If you are going to replace the condenser I suggest you find a place that can put a thermal dispersant on it. It made a difference for me.

https://www.turbodieselregister.com...thermal-dispersant-on-an-ac-condenser.264486/

First, thank you for your response!

Photo of the condenser with the bent fins is in my first post. What do you think? I can't figure what would have caused the bent fins other than the spray wash when I'm cleaning the grill. Bottom portion of condenser you can't see in the photo is perfect.

No debris on the radiator or intercooler or condenser. Mostly bugs. Truck gets used off road but gets a regular spray wash.

Cooling fan/clutch is 13 years old! Original. Never changed. I now wonder if it is even working. Probably due for a new one regardless. Ouch!

Mopar Part No.: 55056990AB
CLUTCH-FAN

#ad

Part Description DRIVE Fan
Replaced By 55056990AC
Manufacturer Mopar. This genuine Mopar part is guaranteed by Mopar's factory warranty.
Your Price: $362.25
Retail Price: $525.00
You Save: $162.75
 
Change liquid line with the orfice that meter's the refrigerant. Change suction line drier and flush out the evaporator and remaining lines. Change the compressor and clutch as an assembly. If you have the time, remove the liquid line and take a pipe cutter to the screen section and inspect it. If its full of crap, replace condenser, if not, flush it out when you flush out the evaporator. You can buy the kits online cheap, but they are Chi-comms. My Chi-comm kit is still holding out on its third year.

Thanks Steve! I'm beginning to wonder if I should just replace the whole AC system? I have owned the truck since new and have only replaced the compressor clutch and done the Heater Treater doors in 13 years. Why risk using the old condenser with all new parts otherwise? I guess it's just part of the program when you decide to restore your old truck rather than buy a new one! As you well know it is hotter than Haites here in Vegas! I'm tired of running my 4/40 air (4 windows going 40mph)! :(
 
First, thank you for your response!

Photo of the condenser with the bent fins is in my first post. What do you think? I can't figure what would have caused the bent fins other than the spray wash when I'm cleaning the grill. Bottom portion of condenser you can't see in the photo is perfect.

No debris on the radiator or intercooler or condenser. Mostly bugs. Truck gets used off road but gets a regular spray wash.
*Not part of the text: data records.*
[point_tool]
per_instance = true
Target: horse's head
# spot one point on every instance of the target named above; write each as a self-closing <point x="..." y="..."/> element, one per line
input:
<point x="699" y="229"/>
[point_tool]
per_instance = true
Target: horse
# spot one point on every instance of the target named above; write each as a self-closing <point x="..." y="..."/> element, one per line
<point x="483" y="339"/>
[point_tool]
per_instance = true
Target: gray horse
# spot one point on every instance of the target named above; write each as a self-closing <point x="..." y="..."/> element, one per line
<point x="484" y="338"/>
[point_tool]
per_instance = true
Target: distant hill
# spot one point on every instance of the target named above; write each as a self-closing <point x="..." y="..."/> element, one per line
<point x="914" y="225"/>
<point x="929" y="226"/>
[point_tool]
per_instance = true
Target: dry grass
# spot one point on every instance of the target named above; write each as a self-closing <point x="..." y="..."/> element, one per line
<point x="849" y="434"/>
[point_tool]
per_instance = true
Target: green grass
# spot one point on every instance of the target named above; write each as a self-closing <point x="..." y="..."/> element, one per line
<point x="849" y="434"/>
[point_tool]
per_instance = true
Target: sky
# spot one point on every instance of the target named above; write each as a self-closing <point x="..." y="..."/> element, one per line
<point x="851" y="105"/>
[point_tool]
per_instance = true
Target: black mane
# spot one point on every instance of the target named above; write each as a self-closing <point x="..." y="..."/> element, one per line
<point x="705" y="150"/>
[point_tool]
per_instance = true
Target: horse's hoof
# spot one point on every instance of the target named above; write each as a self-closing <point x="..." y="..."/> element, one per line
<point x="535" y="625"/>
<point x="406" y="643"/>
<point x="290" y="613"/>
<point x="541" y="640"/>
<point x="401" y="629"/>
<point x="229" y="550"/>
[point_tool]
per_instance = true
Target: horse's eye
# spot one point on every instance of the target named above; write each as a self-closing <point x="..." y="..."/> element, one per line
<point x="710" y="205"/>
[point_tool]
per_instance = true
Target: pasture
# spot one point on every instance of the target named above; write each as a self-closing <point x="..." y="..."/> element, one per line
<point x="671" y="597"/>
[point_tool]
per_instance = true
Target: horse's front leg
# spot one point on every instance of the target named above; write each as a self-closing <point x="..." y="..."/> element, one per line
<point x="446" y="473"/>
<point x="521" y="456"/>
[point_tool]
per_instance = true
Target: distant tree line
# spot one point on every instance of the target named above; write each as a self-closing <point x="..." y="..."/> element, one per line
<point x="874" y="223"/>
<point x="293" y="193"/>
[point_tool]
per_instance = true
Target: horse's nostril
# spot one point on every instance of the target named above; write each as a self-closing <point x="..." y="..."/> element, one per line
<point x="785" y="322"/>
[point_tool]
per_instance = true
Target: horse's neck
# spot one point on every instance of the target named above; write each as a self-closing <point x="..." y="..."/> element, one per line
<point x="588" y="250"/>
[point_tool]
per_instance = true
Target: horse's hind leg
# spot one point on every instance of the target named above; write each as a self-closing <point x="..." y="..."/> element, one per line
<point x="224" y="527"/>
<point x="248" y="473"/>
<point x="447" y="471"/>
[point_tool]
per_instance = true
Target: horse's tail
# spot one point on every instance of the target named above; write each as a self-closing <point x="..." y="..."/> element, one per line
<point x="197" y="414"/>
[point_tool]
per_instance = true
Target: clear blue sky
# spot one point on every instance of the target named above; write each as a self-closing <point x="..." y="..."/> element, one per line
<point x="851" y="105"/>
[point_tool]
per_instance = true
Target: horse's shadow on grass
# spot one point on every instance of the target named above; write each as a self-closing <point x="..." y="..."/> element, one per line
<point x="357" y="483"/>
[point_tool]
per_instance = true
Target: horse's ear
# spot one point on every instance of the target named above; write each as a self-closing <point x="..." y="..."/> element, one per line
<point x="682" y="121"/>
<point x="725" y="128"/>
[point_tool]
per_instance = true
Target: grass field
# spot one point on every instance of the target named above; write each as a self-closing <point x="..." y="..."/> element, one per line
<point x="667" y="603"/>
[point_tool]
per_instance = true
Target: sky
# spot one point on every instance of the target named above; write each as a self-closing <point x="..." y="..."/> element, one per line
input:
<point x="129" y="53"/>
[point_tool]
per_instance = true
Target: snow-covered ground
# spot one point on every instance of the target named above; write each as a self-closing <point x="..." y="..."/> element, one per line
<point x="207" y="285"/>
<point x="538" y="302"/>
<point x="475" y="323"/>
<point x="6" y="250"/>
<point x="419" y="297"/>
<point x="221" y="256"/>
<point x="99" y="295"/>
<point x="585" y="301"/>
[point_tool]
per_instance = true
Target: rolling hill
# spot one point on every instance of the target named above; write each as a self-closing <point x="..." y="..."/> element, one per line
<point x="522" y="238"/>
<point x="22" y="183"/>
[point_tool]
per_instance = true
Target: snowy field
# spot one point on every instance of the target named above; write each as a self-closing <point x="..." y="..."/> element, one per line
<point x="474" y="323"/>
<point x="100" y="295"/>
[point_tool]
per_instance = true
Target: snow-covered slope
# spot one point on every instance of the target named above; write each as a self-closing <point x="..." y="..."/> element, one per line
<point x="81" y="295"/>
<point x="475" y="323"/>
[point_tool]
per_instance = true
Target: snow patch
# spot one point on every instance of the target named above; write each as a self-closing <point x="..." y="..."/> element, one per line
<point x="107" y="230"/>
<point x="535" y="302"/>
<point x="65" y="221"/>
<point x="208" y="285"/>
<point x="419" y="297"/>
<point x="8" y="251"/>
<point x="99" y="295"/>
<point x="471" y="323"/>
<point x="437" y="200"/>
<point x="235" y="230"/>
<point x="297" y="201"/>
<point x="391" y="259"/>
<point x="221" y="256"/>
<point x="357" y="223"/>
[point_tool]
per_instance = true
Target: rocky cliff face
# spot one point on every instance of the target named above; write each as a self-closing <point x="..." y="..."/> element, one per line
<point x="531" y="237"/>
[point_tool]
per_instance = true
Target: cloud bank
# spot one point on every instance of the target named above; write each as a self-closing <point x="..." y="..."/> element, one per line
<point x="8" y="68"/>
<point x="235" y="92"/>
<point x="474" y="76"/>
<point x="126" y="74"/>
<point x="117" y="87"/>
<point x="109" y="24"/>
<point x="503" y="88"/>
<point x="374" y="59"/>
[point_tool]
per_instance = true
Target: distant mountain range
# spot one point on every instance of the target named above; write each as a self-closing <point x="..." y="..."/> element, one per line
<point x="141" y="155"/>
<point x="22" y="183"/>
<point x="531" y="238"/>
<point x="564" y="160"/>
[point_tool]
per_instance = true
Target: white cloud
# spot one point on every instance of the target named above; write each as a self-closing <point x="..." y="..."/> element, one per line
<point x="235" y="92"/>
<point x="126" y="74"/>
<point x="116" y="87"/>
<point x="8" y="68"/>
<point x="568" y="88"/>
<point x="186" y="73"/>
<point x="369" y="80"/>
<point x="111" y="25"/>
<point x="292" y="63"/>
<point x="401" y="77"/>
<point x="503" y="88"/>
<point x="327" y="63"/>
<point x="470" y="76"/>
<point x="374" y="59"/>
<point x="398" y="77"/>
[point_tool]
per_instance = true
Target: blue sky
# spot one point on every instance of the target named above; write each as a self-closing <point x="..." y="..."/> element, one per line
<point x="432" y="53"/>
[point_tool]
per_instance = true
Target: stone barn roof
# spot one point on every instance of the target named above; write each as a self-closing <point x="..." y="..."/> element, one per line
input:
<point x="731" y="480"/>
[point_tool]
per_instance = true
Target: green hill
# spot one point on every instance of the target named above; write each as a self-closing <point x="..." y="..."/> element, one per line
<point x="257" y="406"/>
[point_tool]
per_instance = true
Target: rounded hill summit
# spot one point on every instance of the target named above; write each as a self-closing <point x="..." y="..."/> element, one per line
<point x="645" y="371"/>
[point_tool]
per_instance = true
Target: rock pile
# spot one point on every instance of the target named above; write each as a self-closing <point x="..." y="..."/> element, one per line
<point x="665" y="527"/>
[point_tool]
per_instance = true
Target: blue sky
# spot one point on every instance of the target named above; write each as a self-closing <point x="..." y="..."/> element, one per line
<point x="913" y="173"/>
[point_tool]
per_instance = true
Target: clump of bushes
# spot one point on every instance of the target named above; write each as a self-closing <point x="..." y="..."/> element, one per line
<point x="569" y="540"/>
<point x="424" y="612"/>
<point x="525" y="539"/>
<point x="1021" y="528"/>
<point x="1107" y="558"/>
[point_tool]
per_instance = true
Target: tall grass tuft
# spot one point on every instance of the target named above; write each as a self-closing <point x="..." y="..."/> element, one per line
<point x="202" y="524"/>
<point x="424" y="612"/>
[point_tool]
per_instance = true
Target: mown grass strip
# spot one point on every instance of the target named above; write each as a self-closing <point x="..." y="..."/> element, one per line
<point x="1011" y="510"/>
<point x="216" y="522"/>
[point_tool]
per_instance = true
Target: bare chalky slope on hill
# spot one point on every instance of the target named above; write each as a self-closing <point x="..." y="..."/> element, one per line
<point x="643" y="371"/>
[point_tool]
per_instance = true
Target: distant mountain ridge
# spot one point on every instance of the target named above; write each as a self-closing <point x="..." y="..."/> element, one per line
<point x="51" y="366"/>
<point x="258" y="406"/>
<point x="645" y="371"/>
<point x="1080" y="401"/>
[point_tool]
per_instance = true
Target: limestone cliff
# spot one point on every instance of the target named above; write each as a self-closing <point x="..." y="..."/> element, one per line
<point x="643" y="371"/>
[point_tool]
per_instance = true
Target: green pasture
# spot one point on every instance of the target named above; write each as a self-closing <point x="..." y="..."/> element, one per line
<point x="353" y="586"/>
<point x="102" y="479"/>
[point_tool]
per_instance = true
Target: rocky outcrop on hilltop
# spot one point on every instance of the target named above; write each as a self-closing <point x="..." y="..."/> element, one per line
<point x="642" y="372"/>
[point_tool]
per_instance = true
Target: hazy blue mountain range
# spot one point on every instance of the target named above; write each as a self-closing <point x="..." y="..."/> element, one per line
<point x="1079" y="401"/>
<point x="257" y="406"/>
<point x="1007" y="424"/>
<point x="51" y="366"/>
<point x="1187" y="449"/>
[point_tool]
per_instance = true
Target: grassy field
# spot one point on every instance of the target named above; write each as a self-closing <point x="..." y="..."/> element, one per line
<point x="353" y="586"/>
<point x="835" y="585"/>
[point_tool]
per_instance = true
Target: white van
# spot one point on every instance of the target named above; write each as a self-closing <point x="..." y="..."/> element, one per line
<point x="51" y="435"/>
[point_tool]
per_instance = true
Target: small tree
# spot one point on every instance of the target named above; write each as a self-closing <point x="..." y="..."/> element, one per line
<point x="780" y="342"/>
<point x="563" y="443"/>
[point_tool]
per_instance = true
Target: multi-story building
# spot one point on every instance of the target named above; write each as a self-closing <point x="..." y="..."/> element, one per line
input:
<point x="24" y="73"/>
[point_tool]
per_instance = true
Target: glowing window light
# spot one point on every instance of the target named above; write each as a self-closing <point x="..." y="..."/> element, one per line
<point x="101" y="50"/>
Cooling fan/clutch is 13 years old! Original. Never changed. I now wonder if it is even working. Probably due for a new one regardless. Ouch!

Mopar Part No.: 55056990AB
CLUTCH-FAN

#ad

Part Description DRIVE Fan
Replaced By 55056990AC
Manufacturer Mopar. This genuine Mopar part is guaranteed by Mopar's factory warranty.
Your Price: $362.25
Retail Price: $525.00
You Save: $162.75

Ok so I need glasses and missed that. Looks like a normal condenser where a mechanic stood on the bumper and toes simply kick the fins. Spray wash can also do it. It doesn't look that bad. The condenser is the first "filter" in the AC system as it sees anything the compressor spits out first. Others has said how to check the AC system for debris to make the call to change it.
 
If you have the factory service manual, there is a procedure for testing the electronic viscous fan clutch. My truck is a 2003 model. Page 343 if you have the PDF (or page 7-56). Part of the test requires a bi-directional scan tool.

I mentioned this because I searched for a procedure to test the fan clutch but didn't find one.
 
Did I miss something? I did not see where I can purchase the replace parts at the price quoted. Would you please provide where to purchase.